The magic takes hold of Kartik, and now I see what he’s done. He’s let the tree claim him in exchange. Ann and Felicity reach out to me. Fowlson tries to hold me back, but I break away.

It’s too late to reverse the magic. The Winterlands have accepted Kartik’s bargain.

“If I could go back…undo it…,” I say, sobbing.

“There is never any turning back, Gemma. You have to go forward. Make the future yours,” Kartik says.

He kisses me sweetly on the lips, and I return his kiss until the vines twine themselves round his throat and his lips go cold. The last sound I hear from him is my name spoken softly. “Gemma…”

The tree accepts him. He is gone. Only his voice remains, echoing my name on the wind.

The trackers point. “She still has the Temple magic! We might have it yet!”

I push them back with the force of my power. “This is what you would fight for? Kill for? What you would try to hoard or protect? No more,” I say, my lips still warm with Kartik’s kiss. “The magic was meant to be shared. None of you will hold it! I will give the magic back to the land!”

I put my hands to the broken earth. “I give this magic back to the realms and the Winterlands, too, that it may be shared equally among the tribes!”

The trackers shriek and howl as if in pain. The souls they have captured push through me on their way to wherever it is we go from here. I feel their passage. It is rather like the swoop of a carnival ride. And when they have gone, there is no one to lead the others, the dead. They stare in wonder, no longer sure what has happened or what will be.

The pale things that hide in the crevices and the cracks of the Winterlands crawl closer. The tree’s warmth melts a small patch of ice at its base. Thin shoots of grass struggle up through the new earth. I touch them and they are as soft as Kartik’s fingers on my arm.

Something in me breaks open. My face is slick with tears. So I do what I yearn to do. I sink into the burgeoning grass and cry.

CHAPTER SEVENTY

MRS. NIGHTWING WAITS FOR US IN THE CHAPEL, WHERE she cradles the body of Mother Elena.

“The creatures?” Ann asks, her voice ragged with the screams she’s spent.

Mrs. Nightwing shakes her head. “Her heart. She didn’t fall to them. There is that, at least.”

Mrs. Nightwing counts us as we file past—Felicity, Ann, Fowlson, me.

“Sahirah…?” she whispers. “And—”

I shake my head. She lowers her eyes, and nothing more is said.

The girls of Spence sit huddled together. Their eyes are wide and frightened. What they have seen tonight is beyond teas and balls, curtsies and sonnets.

Mrs. Nightwing puts her hand on my shoulder. “There is nothing more I can tell them. They’ve seen and they are frightened.”

“They should be.” Is it my voice that sounds so hard?

“They can’t know what has happened.”

She wants me to take what magic I have left and blot every memory of this evening from their minds. To make them forget so that they can carry on as before. There will always be the Cecilys, Marthas, and Elizabeths of the world—those who cannot bear the burden of truth. They will drink their tea. Weigh their words. Wear hats against the sun. Squeeze their minds into corsets, lest some errant thought should escape and ruin the smooth illusion they hold of themselves and the world as they like it.

It is a luxury, this forgetting. No one will come to take away the things I wish I had not seen, the things I wish I did not know. I shall have to live with them.

I wrench away from her grip. “Why should I?”
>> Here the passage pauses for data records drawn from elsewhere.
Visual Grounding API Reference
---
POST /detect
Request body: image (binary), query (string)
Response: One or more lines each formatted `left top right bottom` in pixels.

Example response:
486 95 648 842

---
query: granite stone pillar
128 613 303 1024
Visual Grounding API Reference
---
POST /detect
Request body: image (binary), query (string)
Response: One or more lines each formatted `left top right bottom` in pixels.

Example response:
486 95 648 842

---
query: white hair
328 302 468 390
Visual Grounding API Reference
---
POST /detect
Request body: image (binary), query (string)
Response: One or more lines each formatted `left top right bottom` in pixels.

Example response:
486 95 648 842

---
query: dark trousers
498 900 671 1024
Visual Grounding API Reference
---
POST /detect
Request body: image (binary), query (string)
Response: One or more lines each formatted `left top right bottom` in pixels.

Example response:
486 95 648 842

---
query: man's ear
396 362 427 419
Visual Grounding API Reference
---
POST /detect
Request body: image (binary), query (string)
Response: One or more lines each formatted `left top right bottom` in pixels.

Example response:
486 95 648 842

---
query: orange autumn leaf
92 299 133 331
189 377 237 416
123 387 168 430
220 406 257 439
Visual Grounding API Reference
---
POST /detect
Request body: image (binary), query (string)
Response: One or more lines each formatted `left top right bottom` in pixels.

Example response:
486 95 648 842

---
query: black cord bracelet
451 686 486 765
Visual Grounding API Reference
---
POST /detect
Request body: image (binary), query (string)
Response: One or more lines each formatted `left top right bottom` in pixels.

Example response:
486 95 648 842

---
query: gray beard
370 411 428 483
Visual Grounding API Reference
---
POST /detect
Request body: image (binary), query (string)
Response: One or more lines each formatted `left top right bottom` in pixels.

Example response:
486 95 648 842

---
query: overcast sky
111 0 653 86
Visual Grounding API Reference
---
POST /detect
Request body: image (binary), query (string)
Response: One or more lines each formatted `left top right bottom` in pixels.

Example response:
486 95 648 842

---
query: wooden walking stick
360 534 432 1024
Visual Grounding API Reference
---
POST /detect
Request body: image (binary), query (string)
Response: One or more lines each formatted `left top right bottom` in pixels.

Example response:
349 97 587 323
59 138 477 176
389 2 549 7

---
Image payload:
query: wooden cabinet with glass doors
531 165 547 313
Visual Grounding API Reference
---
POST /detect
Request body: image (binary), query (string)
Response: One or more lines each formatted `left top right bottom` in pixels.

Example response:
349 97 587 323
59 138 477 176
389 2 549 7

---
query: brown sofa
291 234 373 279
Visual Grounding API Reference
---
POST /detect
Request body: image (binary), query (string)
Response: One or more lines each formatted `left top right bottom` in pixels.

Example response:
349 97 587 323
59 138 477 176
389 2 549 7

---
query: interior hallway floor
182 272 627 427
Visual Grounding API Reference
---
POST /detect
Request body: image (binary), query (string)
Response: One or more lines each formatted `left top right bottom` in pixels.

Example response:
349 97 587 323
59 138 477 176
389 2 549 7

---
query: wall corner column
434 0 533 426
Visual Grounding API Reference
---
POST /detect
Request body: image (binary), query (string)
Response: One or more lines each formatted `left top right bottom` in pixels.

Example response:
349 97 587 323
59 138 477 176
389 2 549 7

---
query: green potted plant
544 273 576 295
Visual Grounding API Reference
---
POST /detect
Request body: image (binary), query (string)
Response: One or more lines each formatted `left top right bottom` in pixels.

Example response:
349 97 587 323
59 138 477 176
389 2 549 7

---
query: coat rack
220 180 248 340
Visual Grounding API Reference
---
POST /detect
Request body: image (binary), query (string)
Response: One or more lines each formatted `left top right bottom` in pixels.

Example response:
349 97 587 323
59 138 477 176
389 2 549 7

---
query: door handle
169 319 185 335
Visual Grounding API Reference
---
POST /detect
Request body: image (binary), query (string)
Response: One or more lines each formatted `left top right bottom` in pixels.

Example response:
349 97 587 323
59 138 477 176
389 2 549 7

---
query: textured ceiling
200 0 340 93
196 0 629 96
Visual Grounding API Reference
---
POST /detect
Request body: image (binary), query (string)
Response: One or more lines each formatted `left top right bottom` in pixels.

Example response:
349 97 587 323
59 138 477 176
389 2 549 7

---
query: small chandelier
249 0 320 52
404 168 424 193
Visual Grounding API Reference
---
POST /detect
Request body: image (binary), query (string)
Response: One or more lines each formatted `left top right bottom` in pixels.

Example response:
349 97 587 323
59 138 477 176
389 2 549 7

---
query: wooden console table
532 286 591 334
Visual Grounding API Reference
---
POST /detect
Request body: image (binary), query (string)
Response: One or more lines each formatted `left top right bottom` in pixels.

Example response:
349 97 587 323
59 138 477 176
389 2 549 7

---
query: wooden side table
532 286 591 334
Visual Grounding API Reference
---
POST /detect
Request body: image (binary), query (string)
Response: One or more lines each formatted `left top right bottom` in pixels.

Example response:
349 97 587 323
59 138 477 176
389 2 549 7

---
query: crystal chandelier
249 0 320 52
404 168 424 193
I do it anyway. Once I am certain the girls are asleep, I creep into their rooms, one by one, and lay my hands across their furrowed brows, which wear the trouble of all they’ve witnessed. I watch while those brows ease into smooth, blank canvases beneath my fingers. It is a form of healing, and I am surprised by how much it heals me to do it. When the girls awake, they will remember a strange dream of magic and blood and curious creatures and perhaps a teacher they knew whose name will not spring to their lips. They might strain to remember for a moment, but then they will tell themselves it was only a dream best forgotten.

I have done what Mrs. Nightwing said I should do. But I do not take all their memories from them. I leave them with one small token of their evening: doubt. A feeling that perhaps there is something more. It is nothing more than a seed. Whether it shall grow into something more useful, I cannot say.

When it is time for me to visit Brigid, I find her awake in her little room. “That’s awl righ’, luv. I don’ care to forget, if it’s all the same,” she says, and there are no rowan leaves at her window anymore.